I don’t usually like child in peril/child suffering/missing child fiction. As a parent, I find them too disturbing. For some reason, two of the books that I read in October were weird missing/suffering child thrillers. I still found them overly disturbing, but there was enough weirdness in them to keep my curiously reading while I cringed. Here are a couple mini reviews for those who can handle such books:

Title: The Last House on Needless Street
Author: Catriona Ward
Genre: Unreliable Narrator Weirdness
Pages: 352
Rating: 3.5 out of 5
If you like unreliable narrators and can handle disturbing/abusive content, this is the book for you. There are multiple first person POV narrators (including a talking, Bible-reading cat) and some third person limited omniscient narration. It’s the kind of story where you spend a lot of it trying to figure out what is going on with dawning horror and some barely believable twists. A lot of it has been done before, but the author does it very well (even if her self-important afterward is a bit overblown).

Title: The Changeling
Author: Victor LaValle
Genre: Magical Realism/Fairytale Mess
Pages: 448
Rating: 1.5 out of 5
I picked this up in spite of the “missing child” plot because I enjoyed LaValle’s The Ballad of Black Tom, and this book won multiple awards and rave reviews.
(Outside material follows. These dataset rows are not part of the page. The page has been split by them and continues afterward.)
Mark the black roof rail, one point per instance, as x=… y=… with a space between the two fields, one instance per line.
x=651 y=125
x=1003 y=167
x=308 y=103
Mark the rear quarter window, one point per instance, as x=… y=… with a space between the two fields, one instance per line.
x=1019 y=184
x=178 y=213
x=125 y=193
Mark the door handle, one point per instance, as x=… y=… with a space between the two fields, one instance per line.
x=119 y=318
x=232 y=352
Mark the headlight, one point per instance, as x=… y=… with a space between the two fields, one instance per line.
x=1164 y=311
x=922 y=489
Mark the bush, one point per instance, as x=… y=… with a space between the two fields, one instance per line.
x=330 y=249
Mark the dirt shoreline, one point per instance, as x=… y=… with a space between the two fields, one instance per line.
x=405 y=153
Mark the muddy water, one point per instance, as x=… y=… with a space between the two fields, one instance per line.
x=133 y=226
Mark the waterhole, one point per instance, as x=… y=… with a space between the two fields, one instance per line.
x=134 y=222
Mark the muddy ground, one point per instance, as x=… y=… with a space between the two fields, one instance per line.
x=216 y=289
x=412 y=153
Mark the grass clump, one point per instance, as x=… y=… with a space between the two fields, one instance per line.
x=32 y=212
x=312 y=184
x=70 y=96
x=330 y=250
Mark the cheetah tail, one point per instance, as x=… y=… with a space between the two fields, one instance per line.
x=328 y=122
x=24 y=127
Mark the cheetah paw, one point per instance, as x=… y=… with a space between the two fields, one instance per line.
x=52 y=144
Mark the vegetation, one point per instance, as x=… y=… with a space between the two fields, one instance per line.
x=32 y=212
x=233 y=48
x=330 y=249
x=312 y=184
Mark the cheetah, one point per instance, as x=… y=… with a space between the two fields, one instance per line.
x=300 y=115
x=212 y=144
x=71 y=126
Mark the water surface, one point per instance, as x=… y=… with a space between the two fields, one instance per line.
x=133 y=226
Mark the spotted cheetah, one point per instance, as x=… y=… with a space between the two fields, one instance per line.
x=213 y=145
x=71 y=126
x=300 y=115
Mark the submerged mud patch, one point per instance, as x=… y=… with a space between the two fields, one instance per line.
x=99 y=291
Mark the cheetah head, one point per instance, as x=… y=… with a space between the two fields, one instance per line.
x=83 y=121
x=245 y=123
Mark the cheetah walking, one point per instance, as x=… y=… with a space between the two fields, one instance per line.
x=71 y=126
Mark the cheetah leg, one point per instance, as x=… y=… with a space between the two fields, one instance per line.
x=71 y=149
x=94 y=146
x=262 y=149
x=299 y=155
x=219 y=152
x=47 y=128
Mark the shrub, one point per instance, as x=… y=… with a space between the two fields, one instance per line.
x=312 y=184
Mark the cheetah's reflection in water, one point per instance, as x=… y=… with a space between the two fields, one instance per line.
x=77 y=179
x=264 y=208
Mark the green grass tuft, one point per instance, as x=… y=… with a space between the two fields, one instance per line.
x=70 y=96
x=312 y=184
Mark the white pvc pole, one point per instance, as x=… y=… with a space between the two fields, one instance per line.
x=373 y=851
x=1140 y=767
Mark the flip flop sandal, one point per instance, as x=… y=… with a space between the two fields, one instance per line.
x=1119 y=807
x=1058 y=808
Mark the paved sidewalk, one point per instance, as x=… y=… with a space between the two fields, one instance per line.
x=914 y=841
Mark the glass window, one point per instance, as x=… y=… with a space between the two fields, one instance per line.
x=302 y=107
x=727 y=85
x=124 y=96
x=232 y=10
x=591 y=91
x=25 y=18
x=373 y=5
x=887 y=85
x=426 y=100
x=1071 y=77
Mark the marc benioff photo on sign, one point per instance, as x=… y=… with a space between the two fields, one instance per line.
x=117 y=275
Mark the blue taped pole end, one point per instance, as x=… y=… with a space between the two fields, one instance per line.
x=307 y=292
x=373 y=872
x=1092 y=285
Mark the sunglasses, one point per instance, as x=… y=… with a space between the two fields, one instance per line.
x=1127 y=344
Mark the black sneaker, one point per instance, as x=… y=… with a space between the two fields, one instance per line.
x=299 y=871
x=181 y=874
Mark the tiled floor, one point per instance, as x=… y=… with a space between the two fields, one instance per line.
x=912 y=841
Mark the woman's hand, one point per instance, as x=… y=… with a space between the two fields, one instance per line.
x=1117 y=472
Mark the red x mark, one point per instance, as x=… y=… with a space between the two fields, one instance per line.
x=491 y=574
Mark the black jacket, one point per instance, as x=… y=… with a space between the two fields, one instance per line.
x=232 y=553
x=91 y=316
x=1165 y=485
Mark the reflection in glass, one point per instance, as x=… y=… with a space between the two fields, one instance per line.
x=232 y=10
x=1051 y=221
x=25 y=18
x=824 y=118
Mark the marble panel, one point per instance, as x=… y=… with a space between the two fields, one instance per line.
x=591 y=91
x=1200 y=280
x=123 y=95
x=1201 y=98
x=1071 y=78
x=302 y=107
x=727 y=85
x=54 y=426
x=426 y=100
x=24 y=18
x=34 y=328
Unfortunately, I thought the book was an absolute mess. It’s one of those “magical realism” things where “magical realism” is an excuse for incoherent worldbuilding, illogical character behavior, and plot coming in a distant second to preachy ideology. Parts were compelling, but it felt like three largely unrelated stories smashed clumsily together with an eye on portraying big important themes (importance of family, difficulty of being a black woman, dangers of white males and social media) rather than on presenting a coherent narrative.